Traveling without a laptop is unnerving but not as crippling as i thought it would be. My laptop screen has gone dim 2 months ago and i have been attaching it to a desktop monitor since. There is nothing wrong with the hard drive, nothing skewed with the graphics.It’s just dim.
I brought a notebook instead.Yes, I’m back to the conventional pen and paper. This was probably inspired by John’s post about making drafts. It may be more of a diary than a notebook for my blog drafts.
I started writing at the Iloilo airport yesterday while waiting for my flight to Manila. I was booked for the 2:05 pm flight but I arrived 3 hours early because yesterday’s news of PAL flights getting canceled made me anxious about my own flight status. My trip was not canceled at all but it was delayed for an hour. Travel was speedy and landing was smooth even if it was cloudy in Manila. Someone promised me that he will fetch me at the airport.
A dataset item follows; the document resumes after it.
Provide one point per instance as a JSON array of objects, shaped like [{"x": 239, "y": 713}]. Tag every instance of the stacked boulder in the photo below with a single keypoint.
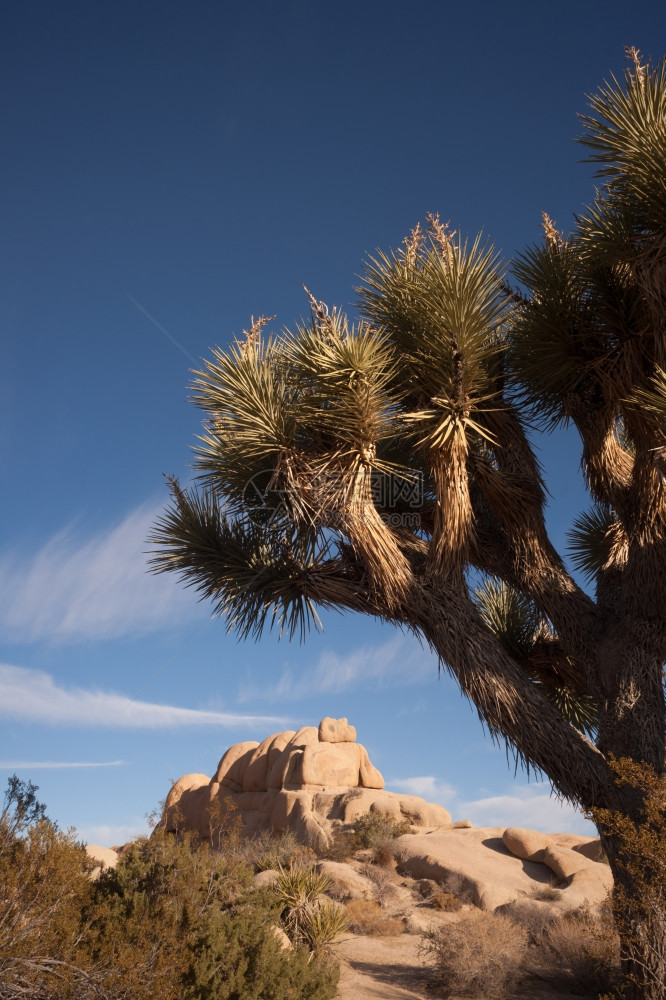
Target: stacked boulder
[{"x": 313, "y": 782}]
I was hesitant yet I believed him. When we believe, it allows the possibility of disappointment ,that’s how my favorite author said it. He arrived yet he was an hour late. I’m not even a wee bit surprised. I’m always the one waiting. It’s a skill. We rode one of those yellow cabs, then we got stuck in traffic near Makati while the rain showered my arrival. The ride from the airport to QC took 3 hours. This is simply why I never miss Manila —- traffic is toxic.
I’m leaving for Mindoro tomorrow. Firsts always make me anxious —- first time, first day, first duty. I can’t wait to go fast forward, to get rid of the uncertainty and the what-ifs. Everything is hazy, even tomorrow’s trip makes me worry. I should be excited with travel and the bus ride yet there is that churning feeling in my stomach that doesn’t stop. I can’t wait to get there. I want to get on with the medical duties so my mind can focus on something real rather than thoughts that make me neurotic.